Recent mapping has established the existence of a ~ 100 m wide layer of pulverized crystalline rocks parallel to the slipping zone of the San Andreas Fault (SAF) in the Mojave (Dor et al., EPSL 2006). This mapping also suggests that pulverization occurred at a shallow depth (< 3 km) and that the zone of pulverized rock is shifted to the NE side of the fault, which is the block with faster seismic velocities at depth. To further assess the likely pulverization depth, we examined the extent of damage in sedimentary rocks from the Juniper Hills and Hungry Valley formations; these rocks were not buried deeply while being displaced along the SAF. Our observations, made in optical and electron microscopy on samples taken in various distances from the fault, indicate the following: 1. Samples collected meters to 10s of meters from the fault are significantly damaged (pulverized) while samples collected 100s of meters from the fault show minimal or no damage at all. 2. Even in the most damaged samples, damage is highly heterogeneous, with some grains pulverized down to the micron scale while others remaining intact. 3. Shear is completely absent visually at all scales: sedimentary fabrics are intact and even the most fractured grains preserve their original outline, with the fragments appearing to fit together in a hierarchical self-similar fashion.

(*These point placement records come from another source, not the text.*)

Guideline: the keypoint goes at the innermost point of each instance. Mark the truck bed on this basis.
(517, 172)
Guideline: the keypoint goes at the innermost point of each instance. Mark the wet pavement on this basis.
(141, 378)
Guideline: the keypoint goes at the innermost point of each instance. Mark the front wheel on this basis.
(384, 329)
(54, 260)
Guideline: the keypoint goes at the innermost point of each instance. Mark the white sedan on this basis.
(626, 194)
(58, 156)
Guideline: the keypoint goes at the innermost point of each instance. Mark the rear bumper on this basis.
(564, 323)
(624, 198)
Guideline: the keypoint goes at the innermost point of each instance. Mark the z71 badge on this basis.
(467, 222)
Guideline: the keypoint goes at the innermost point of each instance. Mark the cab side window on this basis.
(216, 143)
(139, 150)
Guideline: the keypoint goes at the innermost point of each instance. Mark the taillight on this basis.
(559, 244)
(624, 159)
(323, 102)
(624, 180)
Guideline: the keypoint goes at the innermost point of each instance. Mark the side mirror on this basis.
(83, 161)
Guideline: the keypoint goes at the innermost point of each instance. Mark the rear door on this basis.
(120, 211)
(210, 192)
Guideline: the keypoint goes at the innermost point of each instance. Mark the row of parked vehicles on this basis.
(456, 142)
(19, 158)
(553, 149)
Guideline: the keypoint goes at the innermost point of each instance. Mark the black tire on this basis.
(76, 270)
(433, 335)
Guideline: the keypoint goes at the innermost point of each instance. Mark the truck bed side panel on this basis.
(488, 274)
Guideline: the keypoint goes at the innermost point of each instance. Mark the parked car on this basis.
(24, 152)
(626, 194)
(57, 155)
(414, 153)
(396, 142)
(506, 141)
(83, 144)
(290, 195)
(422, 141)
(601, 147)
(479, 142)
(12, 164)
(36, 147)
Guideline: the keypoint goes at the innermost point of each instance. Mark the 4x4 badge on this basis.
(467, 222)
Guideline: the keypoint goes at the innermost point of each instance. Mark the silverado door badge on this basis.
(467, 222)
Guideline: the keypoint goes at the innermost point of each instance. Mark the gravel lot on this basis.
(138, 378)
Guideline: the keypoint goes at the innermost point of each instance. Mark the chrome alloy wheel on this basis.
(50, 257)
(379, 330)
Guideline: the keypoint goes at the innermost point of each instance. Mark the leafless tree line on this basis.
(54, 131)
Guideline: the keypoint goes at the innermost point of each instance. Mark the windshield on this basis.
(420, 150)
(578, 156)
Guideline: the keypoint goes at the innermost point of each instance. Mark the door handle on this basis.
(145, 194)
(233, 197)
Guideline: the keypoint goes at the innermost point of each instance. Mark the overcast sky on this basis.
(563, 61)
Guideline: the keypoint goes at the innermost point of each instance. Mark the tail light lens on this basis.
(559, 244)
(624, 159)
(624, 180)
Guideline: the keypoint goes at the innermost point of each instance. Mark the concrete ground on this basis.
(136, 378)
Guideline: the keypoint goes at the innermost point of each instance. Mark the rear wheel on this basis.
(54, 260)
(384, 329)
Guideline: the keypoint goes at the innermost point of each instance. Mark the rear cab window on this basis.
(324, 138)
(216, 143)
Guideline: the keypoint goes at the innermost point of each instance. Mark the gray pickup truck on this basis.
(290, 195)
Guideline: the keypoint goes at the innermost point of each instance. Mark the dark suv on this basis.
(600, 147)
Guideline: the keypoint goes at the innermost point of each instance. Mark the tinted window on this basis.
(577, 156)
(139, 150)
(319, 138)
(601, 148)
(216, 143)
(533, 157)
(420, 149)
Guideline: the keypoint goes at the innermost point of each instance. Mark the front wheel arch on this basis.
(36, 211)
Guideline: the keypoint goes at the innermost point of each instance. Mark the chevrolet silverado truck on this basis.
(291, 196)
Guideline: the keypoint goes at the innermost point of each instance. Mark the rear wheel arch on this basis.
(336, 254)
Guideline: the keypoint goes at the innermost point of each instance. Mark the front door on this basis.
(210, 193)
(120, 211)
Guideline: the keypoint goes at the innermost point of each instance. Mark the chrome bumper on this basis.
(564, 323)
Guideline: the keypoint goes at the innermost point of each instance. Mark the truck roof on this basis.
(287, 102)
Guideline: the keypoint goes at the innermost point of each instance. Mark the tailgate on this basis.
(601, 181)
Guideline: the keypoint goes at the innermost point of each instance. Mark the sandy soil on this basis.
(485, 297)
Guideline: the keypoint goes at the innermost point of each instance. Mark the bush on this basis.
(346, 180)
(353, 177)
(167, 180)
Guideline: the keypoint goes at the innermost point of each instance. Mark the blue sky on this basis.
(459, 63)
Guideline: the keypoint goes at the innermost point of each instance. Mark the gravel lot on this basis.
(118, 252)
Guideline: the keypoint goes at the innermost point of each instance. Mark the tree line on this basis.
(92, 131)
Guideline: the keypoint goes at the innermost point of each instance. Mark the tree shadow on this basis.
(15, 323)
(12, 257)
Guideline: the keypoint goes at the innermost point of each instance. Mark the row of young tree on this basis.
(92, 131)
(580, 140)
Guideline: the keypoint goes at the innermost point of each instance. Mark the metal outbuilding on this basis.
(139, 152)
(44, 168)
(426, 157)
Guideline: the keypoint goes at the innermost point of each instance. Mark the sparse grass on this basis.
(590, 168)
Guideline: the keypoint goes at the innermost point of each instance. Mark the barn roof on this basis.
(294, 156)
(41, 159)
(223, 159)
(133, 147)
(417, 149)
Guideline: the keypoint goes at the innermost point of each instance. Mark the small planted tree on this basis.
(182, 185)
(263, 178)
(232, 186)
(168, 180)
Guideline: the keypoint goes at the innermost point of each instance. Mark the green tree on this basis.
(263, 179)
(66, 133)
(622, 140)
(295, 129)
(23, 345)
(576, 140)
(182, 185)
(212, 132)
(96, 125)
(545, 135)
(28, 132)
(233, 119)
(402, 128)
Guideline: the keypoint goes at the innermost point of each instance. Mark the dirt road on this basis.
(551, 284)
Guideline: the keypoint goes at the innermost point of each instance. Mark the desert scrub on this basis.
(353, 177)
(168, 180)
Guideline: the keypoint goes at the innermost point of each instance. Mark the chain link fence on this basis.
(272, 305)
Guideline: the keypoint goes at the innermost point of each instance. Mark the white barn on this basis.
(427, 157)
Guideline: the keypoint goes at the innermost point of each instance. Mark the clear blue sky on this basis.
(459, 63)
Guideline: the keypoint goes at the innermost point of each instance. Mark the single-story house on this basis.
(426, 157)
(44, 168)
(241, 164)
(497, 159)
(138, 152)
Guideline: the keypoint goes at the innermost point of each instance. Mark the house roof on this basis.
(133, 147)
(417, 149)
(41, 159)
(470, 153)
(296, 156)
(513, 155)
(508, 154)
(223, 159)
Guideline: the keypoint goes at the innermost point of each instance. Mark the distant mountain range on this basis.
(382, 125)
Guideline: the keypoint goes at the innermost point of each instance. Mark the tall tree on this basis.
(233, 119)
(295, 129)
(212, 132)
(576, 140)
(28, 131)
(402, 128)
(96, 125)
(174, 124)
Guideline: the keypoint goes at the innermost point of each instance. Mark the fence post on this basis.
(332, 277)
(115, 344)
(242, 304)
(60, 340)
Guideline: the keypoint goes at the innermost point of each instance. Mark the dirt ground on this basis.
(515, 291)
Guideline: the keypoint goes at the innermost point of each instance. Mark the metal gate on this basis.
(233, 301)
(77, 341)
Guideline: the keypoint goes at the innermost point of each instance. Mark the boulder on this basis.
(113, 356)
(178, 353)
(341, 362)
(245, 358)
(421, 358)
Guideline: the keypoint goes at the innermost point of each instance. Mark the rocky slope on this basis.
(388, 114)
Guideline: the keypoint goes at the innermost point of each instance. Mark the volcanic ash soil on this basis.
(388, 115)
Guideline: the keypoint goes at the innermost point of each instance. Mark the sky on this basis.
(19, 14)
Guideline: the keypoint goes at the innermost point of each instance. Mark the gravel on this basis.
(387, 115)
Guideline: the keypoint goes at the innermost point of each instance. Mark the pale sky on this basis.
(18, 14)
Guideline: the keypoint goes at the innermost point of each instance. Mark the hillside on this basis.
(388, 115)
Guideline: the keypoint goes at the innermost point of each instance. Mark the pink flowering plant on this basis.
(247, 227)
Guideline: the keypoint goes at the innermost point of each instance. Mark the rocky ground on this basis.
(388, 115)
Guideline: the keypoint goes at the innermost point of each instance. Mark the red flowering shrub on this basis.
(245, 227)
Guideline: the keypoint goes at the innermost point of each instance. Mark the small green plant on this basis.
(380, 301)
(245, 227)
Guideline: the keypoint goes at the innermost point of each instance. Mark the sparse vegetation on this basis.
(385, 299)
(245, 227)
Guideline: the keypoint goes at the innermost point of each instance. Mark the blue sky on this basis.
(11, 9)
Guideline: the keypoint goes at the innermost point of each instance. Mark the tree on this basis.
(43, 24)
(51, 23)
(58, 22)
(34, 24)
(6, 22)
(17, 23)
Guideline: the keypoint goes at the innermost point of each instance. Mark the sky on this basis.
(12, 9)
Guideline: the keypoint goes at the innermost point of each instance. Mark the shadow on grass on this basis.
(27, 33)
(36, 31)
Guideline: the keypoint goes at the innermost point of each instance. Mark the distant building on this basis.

The fabric of the pulverized sediments is compatible with a tensile failure mechanism that may be similar to that responsible for the pulverization of crystalline rocks described by Dor et al. (EPSL 2006), and is likely associated with the stress field of earthquake ruptures. This is supported by the clear spatial correlation that the highly damaged and pulverized rocks have with the trace of the fault. These observations support earlier inferences about the likely occurrence of pulverization at shallow depths. Shallow generation depth of damage, abundance of tensile features and asymmetric fault zone structure correlated with the velocity structure (as apparently expressed by the pulverized rocks layer and by smaller scales observations of Dor et al., PAGEOPH 2006) are expected outcomes of repeated ruptures on a bimaterial interface (e.g. Ben-Zion and Shi, EPSL 2005).